“The movement will be around retail investors because a lot of them will be looking for money for the festive season. We could see them selling off, especially where they’ve made gains and, with the market up 40 per cent year-to-date, a lot of them have made gains in one counter or another,” Brenda Kithinji, research analyst at Standard Investment Bank, told CNBC Africa on Monday.
“They will be looking to lock in those gains, sell off and use that money for their Christmas shopping.”
The Kenyan market should see movement this week and analysts have forecast increased investor interest and activity in a number of key sectors, most notably, retail.
“The retail sector is going to benefit the most from the Christmas shopping season. The down side is the increase in VAT, which has led to prices going up for a lot of the goods.
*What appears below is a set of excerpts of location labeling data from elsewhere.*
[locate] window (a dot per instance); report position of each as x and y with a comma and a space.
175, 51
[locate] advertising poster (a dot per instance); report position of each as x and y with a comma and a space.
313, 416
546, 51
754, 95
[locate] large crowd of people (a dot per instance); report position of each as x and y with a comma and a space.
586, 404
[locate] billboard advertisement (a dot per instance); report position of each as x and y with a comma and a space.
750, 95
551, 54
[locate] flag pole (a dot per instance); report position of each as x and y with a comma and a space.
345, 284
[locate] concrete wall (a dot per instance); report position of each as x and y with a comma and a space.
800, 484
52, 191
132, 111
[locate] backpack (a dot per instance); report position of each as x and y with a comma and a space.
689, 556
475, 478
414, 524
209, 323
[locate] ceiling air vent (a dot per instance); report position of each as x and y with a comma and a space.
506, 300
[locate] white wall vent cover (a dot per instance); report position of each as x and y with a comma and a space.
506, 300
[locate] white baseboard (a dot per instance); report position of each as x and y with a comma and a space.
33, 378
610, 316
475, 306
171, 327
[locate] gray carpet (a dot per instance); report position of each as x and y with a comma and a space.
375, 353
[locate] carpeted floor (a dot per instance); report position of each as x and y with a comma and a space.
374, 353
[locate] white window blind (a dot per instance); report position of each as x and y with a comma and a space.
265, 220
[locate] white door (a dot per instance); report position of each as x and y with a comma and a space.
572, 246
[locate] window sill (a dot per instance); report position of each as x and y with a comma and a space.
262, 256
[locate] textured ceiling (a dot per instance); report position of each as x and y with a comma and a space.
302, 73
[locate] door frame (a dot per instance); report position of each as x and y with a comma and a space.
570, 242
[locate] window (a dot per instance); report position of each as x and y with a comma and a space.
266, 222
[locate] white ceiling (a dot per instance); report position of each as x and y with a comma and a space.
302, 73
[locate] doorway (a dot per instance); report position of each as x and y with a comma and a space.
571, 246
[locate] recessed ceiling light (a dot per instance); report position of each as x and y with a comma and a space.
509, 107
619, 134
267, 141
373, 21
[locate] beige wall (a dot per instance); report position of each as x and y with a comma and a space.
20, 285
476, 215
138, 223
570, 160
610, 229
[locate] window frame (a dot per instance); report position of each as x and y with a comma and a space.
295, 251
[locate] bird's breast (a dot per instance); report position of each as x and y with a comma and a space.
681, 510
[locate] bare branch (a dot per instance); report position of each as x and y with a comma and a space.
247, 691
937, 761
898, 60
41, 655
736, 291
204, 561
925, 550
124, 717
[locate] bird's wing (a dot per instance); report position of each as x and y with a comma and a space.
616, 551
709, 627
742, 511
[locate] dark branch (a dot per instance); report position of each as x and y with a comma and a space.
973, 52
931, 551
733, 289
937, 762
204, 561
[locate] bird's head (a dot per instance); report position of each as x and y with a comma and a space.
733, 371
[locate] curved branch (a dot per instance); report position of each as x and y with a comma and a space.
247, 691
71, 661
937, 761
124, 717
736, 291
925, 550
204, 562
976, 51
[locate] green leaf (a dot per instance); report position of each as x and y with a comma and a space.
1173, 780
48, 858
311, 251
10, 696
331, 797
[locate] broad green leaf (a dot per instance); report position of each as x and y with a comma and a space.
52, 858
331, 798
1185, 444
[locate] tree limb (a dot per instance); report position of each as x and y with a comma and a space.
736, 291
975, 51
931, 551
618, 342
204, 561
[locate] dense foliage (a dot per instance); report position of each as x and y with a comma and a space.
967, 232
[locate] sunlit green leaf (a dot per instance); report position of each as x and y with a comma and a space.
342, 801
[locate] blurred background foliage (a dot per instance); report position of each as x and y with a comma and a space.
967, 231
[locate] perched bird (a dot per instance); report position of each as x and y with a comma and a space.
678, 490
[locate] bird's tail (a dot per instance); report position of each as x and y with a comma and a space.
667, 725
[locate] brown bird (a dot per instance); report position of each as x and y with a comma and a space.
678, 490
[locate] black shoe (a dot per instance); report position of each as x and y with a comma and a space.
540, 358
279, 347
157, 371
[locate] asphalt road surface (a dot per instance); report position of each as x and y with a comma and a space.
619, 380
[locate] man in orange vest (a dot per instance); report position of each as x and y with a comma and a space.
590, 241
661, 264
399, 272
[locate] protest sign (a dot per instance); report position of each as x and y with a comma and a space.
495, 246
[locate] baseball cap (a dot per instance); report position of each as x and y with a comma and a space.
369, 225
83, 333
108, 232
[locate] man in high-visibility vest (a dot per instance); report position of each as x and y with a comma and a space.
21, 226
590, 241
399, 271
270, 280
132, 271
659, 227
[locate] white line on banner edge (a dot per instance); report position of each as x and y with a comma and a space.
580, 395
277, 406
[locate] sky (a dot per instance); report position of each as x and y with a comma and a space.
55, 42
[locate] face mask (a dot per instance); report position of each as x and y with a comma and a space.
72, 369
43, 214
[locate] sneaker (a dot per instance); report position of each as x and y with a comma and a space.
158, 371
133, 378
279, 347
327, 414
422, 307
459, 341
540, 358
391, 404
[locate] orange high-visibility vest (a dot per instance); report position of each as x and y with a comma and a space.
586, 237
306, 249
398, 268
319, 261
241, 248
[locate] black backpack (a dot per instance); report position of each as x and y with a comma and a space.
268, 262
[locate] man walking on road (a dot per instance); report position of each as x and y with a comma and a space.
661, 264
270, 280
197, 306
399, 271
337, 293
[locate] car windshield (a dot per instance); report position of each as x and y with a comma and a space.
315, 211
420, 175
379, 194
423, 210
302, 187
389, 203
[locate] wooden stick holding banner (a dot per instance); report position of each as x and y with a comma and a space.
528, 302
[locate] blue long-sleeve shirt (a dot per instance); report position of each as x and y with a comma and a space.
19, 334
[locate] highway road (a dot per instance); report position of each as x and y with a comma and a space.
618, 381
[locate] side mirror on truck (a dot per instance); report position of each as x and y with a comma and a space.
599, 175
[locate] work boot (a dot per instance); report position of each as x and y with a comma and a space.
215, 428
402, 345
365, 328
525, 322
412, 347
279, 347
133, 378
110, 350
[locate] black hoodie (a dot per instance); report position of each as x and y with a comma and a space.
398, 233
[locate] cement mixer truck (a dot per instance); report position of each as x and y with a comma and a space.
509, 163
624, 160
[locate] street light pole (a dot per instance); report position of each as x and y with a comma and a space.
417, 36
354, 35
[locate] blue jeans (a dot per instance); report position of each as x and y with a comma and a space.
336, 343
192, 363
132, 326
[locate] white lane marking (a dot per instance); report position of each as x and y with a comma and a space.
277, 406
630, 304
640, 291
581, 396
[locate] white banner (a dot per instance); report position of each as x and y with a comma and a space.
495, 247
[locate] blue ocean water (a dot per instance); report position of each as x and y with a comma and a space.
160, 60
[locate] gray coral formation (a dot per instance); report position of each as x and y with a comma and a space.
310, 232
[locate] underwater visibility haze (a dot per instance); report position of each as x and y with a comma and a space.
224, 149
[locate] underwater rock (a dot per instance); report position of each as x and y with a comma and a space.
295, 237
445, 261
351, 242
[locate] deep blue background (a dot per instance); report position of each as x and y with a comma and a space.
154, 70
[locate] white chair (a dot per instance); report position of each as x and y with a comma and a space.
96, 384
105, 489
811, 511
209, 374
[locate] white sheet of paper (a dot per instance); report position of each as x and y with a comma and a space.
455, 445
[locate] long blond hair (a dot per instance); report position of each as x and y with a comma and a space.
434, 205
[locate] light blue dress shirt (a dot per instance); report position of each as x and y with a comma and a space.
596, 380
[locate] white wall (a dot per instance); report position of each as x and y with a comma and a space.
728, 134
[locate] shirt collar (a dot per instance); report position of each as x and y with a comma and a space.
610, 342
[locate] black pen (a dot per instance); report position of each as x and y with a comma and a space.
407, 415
People might shop a bit less because of that but largely, we do expect a lot of activity around retail, especially during this time of the year,” said Kithinji.
The market is also expectant of the Central Bank of Kenya’s policy meeting on November 5, where the bank will decide whether or not to keep its lending rate.
Kithinji stated that depending on what the Central Bank decides to do with the rate, the Kenyan shilling will most likely react to that movement.
“For the most part of the month we’ve seen the Kenyan shilling strengthen quite a bit to 85 shillings, so the weakening was just a temporary movement. Going forward, I think it will strengthen and again, this depends on the monetary policy commission’s decision in terms of the central bank rate,” she said.
“Our expectations are that the monetary policy will retain the Central Bank rate at the current 8.5 per cent level. As much as we’ve seen inflation come down in October to around 7.7 per cent, there’s still some risks within the economy and they would rather keep the interest rates at that level.”